Korbinian n'hésita pas longtemps. Il désarma celui qui devait certainement être la Voix de l'Empereur, qui lui tendit aussitôt le fourreau et son épée. Il la prit également sans mot dire, puis fit un geste à ses hommes qui encadrèrent de très près le personnage et sortirent en l'escortant. Le Champion jeta un coup d'oeil à l'arme. Une très belle arme, manifestement, avec son pommeau à tête de lion, si bien sculptée qu'on l'eut cru prêt à bondir sur quiconque poserait le regard sur lui. La garde représentait une paire d'aile déployée comme si l'épée cherchait à prendre son envol. Korbinian admira le travail d'orfèvre fantastique réalisé le long de la lame, de la garde et de la poignée. Mais le plus étonnant était encore que cette épée si magnifique ne pesait pas le quart du poids de sa propre Epée Noire ! Il n'avait jamais vu pareille arme, et comprit très vite que c'était une véritable relique, un trésor des temps anciens. Il l'inspecta plus en détail et remarqua que courrait le long des deux ailes de la garde une fine inscription, gravée manifestement il y a bien longtemps, dans un haut gothique d'une pureté extraordinaire. Elle disait ceci : « Par ce don, mon fils, délivre en mon nom l'Humanité de l'esclavage ».
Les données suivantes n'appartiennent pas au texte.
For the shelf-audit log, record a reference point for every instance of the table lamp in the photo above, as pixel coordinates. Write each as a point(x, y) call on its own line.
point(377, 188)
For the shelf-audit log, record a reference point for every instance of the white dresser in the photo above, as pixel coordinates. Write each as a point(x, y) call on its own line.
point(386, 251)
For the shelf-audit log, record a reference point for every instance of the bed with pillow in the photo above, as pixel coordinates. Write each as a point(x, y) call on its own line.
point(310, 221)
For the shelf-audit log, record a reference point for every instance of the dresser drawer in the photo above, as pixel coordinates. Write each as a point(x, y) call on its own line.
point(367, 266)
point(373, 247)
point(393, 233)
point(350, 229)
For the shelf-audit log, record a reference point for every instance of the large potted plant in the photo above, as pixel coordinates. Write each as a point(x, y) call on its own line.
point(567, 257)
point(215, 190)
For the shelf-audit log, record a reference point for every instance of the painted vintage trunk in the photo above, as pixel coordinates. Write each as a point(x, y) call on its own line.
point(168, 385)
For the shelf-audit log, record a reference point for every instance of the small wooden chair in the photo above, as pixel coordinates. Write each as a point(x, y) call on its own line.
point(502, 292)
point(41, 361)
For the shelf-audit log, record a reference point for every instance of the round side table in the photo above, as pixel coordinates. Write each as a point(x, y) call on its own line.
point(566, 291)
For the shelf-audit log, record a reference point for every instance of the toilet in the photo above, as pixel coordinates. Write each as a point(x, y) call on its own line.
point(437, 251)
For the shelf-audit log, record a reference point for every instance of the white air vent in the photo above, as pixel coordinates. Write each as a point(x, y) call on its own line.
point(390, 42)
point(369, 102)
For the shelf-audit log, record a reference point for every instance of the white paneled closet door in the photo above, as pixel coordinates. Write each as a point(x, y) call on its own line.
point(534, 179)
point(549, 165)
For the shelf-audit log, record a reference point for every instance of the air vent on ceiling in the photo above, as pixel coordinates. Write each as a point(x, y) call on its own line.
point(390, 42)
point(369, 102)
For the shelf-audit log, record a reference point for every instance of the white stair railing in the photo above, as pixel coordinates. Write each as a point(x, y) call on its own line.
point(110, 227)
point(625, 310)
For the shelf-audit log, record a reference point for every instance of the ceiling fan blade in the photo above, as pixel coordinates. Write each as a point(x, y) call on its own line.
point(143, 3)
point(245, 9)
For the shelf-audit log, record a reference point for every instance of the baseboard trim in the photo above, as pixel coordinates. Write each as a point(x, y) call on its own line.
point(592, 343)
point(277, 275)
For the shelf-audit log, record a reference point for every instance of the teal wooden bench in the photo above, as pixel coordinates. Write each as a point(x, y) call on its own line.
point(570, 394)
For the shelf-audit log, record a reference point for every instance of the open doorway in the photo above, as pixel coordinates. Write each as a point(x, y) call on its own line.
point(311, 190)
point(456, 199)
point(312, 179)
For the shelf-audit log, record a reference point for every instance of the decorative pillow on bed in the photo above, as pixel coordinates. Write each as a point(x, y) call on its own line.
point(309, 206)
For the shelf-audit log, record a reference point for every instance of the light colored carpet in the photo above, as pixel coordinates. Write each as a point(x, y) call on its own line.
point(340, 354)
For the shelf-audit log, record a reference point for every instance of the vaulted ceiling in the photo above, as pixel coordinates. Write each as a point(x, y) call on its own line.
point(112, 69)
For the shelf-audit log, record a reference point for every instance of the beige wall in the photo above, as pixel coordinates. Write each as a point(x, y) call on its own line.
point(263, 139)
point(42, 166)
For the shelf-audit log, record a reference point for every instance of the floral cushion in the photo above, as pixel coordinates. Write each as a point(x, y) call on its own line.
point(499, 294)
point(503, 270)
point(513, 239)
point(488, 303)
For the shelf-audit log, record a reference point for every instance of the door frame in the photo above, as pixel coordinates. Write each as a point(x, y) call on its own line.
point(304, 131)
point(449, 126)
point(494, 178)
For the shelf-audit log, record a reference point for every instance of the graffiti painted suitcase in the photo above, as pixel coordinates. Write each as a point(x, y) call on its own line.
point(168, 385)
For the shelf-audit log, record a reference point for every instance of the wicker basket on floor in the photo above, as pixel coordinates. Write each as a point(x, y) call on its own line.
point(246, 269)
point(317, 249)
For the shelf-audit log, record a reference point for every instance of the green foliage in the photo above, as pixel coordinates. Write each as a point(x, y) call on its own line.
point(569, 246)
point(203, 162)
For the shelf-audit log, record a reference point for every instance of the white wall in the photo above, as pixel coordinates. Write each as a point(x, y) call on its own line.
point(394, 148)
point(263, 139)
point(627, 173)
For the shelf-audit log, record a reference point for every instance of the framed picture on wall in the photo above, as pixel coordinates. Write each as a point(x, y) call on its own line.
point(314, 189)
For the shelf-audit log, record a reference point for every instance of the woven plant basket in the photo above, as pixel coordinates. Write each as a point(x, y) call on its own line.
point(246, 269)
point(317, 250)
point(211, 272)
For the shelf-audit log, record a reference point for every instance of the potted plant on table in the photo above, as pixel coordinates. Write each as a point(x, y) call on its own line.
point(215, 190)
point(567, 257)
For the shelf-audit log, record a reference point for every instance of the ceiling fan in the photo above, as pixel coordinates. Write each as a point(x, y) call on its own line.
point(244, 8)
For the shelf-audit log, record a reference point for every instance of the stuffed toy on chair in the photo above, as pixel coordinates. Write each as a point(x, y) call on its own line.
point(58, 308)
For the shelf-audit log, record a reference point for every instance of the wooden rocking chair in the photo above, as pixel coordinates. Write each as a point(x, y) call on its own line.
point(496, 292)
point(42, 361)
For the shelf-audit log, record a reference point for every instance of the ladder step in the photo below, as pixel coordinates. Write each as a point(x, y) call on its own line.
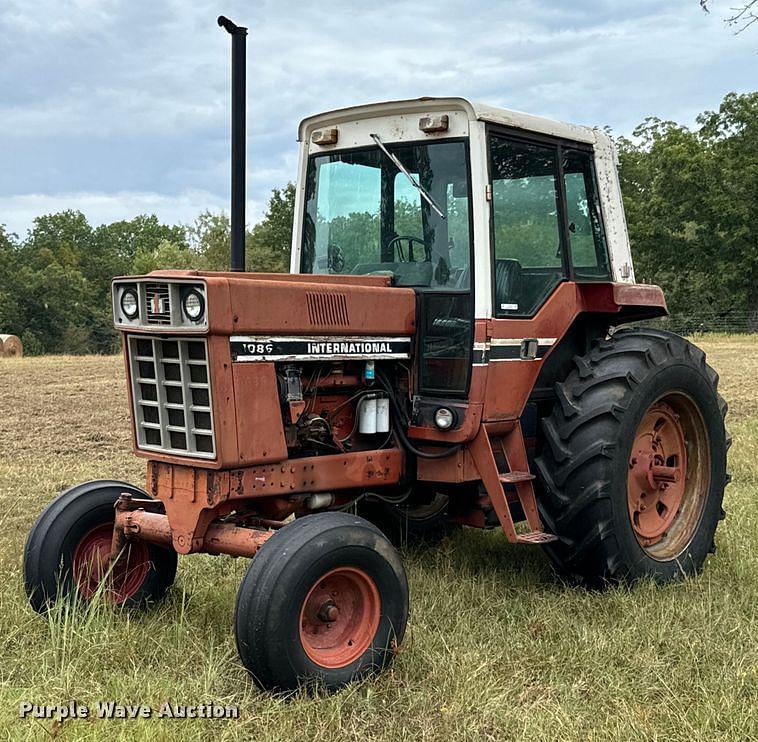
point(535, 537)
point(514, 477)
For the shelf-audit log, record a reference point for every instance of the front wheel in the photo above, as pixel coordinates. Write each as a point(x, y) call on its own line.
point(324, 602)
point(67, 552)
point(633, 464)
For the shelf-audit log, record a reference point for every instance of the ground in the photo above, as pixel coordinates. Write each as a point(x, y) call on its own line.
point(497, 648)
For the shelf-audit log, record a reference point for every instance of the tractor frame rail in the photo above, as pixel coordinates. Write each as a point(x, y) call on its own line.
point(138, 518)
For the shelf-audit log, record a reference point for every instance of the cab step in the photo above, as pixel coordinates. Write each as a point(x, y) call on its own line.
point(511, 442)
point(535, 537)
point(514, 477)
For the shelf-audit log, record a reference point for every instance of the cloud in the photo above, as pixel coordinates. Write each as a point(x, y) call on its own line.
point(102, 208)
point(128, 100)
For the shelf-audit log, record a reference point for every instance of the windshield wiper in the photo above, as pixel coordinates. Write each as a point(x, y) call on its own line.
point(405, 172)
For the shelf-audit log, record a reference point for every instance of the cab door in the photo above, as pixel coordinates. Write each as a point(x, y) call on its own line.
point(546, 234)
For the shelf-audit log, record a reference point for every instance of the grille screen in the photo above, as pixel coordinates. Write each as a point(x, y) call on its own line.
point(172, 395)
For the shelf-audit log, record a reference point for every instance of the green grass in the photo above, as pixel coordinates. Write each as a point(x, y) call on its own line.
point(496, 649)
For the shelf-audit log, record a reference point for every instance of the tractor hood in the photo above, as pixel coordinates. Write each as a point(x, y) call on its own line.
point(286, 304)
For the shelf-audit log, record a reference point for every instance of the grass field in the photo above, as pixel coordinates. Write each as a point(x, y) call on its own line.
point(496, 649)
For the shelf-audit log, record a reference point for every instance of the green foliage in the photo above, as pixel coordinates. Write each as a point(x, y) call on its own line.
point(55, 283)
point(690, 197)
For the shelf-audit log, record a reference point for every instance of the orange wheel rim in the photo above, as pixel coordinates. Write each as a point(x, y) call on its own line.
point(91, 565)
point(340, 617)
point(669, 475)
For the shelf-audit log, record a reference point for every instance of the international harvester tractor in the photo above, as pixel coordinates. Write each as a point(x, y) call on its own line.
point(451, 348)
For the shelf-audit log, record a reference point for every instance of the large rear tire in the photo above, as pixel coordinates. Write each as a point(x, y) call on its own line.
point(324, 602)
point(67, 552)
point(633, 462)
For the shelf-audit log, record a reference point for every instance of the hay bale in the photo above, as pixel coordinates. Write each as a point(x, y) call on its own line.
point(10, 347)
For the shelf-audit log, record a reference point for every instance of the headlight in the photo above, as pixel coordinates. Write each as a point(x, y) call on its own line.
point(444, 418)
point(193, 305)
point(129, 303)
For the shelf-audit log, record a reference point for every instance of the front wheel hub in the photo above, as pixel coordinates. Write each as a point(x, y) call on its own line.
point(340, 617)
point(92, 566)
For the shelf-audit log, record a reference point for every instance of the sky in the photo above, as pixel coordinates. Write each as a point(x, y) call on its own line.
point(121, 107)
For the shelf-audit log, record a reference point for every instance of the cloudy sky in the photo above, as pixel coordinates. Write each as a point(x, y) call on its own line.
point(120, 107)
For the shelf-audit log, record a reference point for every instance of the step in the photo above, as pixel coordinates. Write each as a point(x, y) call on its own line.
point(535, 537)
point(514, 477)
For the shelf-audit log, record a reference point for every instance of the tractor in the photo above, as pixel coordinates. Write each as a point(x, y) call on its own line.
point(452, 348)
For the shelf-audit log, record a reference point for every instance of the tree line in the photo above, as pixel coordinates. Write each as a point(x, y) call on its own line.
point(690, 194)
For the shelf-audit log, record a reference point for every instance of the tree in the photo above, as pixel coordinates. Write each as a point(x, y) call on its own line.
point(743, 15)
point(690, 200)
point(210, 237)
point(268, 243)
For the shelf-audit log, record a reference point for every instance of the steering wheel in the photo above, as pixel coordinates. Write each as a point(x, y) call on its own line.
point(335, 258)
point(411, 240)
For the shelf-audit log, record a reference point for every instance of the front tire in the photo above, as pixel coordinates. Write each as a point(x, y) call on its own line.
point(67, 552)
point(324, 602)
point(633, 462)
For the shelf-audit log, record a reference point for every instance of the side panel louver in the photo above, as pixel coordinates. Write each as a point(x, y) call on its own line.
point(327, 309)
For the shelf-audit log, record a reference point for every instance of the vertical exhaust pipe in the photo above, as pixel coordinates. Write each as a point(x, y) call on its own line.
point(238, 34)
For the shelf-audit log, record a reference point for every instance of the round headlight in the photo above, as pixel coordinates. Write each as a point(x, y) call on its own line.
point(194, 305)
point(444, 418)
point(129, 303)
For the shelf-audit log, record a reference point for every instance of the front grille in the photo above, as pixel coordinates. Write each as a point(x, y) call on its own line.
point(158, 303)
point(172, 395)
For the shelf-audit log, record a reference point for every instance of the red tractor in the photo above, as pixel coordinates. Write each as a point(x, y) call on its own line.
point(450, 349)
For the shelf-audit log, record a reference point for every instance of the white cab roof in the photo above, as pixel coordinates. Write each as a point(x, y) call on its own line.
point(474, 111)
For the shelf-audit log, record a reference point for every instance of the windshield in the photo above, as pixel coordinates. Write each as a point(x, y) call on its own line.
point(363, 216)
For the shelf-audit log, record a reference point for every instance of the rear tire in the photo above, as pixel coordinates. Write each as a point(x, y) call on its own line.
point(66, 552)
point(639, 420)
point(324, 602)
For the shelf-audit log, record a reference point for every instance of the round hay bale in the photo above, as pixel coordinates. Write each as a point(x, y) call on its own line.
point(10, 347)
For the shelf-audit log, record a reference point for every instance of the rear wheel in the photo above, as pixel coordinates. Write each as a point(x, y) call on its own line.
point(633, 465)
point(324, 601)
point(67, 552)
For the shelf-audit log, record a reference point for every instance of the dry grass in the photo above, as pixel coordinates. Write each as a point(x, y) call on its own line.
point(497, 648)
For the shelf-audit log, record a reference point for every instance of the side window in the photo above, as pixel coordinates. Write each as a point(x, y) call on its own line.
point(526, 222)
point(589, 254)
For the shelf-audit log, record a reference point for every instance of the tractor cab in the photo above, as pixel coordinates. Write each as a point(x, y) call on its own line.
point(483, 212)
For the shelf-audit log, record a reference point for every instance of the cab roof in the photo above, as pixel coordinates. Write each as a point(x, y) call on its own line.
point(475, 112)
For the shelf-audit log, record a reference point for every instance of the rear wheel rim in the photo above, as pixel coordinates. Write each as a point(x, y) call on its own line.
point(91, 565)
point(340, 617)
point(669, 476)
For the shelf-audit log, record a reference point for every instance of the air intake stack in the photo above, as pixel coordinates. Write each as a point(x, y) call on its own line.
point(239, 35)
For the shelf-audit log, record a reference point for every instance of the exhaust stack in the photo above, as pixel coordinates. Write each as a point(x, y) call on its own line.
point(238, 34)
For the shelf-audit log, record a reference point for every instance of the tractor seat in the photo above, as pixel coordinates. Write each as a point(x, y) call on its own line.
point(404, 274)
point(508, 285)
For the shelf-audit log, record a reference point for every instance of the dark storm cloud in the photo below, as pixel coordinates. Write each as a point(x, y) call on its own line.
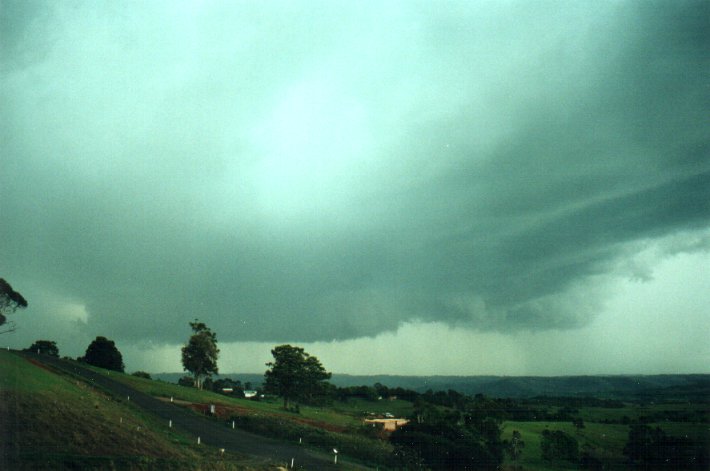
point(315, 172)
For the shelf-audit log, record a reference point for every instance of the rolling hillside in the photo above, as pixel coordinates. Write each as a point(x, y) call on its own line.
point(53, 421)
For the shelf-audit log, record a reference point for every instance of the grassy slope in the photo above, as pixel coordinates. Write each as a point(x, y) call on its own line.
point(339, 414)
point(51, 421)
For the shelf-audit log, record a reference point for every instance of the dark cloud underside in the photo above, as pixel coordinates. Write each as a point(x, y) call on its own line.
point(332, 172)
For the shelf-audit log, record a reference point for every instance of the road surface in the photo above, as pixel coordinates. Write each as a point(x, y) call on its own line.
point(210, 431)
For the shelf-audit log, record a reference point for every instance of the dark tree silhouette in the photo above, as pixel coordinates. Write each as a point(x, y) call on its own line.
point(10, 301)
point(294, 374)
point(44, 347)
point(199, 356)
point(103, 353)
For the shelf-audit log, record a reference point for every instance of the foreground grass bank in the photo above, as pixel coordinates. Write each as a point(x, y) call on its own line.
point(53, 421)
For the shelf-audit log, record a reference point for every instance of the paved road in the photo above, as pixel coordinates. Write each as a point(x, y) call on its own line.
point(211, 432)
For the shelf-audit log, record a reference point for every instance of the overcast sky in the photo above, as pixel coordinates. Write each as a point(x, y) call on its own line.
point(469, 187)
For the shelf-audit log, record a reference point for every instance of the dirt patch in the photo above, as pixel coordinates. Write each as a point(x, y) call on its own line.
point(224, 412)
point(39, 364)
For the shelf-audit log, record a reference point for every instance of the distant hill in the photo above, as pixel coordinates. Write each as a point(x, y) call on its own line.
point(681, 387)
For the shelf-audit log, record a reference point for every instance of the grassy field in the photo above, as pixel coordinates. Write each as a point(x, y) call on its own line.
point(339, 414)
point(51, 421)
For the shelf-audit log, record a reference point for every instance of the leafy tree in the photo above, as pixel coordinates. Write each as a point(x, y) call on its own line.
point(558, 445)
point(103, 353)
point(443, 445)
point(578, 422)
point(199, 355)
point(294, 374)
point(187, 381)
point(44, 347)
point(516, 445)
point(10, 301)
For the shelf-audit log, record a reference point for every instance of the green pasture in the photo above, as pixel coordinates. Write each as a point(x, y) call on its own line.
point(54, 421)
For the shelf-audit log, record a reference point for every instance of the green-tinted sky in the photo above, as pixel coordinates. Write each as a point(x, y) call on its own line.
point(400, 187)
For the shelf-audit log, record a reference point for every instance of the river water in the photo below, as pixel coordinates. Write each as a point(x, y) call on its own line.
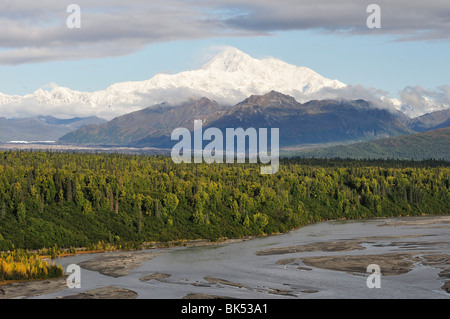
point(238, 272)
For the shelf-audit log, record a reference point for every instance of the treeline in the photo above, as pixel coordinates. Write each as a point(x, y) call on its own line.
point(22, 265)
point(80, 199)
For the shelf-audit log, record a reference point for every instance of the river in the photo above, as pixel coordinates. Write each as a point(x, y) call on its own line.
point(322, 260)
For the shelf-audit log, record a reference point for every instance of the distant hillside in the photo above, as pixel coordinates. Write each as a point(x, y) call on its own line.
point(41, 128)
point(430, 121)
point(151, 126)
point(431, 144)
point(324, 121)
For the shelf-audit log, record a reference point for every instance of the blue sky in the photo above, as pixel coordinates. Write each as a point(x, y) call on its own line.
point(132, 41)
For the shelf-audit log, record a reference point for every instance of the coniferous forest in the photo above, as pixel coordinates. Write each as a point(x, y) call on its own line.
point(50, 199)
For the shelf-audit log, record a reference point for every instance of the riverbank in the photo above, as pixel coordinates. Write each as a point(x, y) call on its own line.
point(398, 252)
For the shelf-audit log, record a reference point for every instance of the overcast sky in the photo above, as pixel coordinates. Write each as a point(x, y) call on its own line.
point(133, 40)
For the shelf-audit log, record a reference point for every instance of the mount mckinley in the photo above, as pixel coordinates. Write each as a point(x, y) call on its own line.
point(228, 78)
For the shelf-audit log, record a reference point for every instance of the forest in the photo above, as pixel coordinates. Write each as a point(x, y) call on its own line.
point(61, 199)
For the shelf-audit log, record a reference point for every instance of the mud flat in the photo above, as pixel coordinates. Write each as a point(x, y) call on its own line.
point(109, 292)
point(324, 246)
point(118, 264)
point(32, 288)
Korbinian réalisa qu'ils étaient tombés sur bien plus qu'ils ne pensaient. Sans hésiter un instant de plus, il envoya un message urgent à Raimer :
-Astartes sans héraldique capturé. Prisonnier d'importance vitale. Demande retrait d'urgence de la zone des combats et extraction pour escorter la prise sous bonne garde.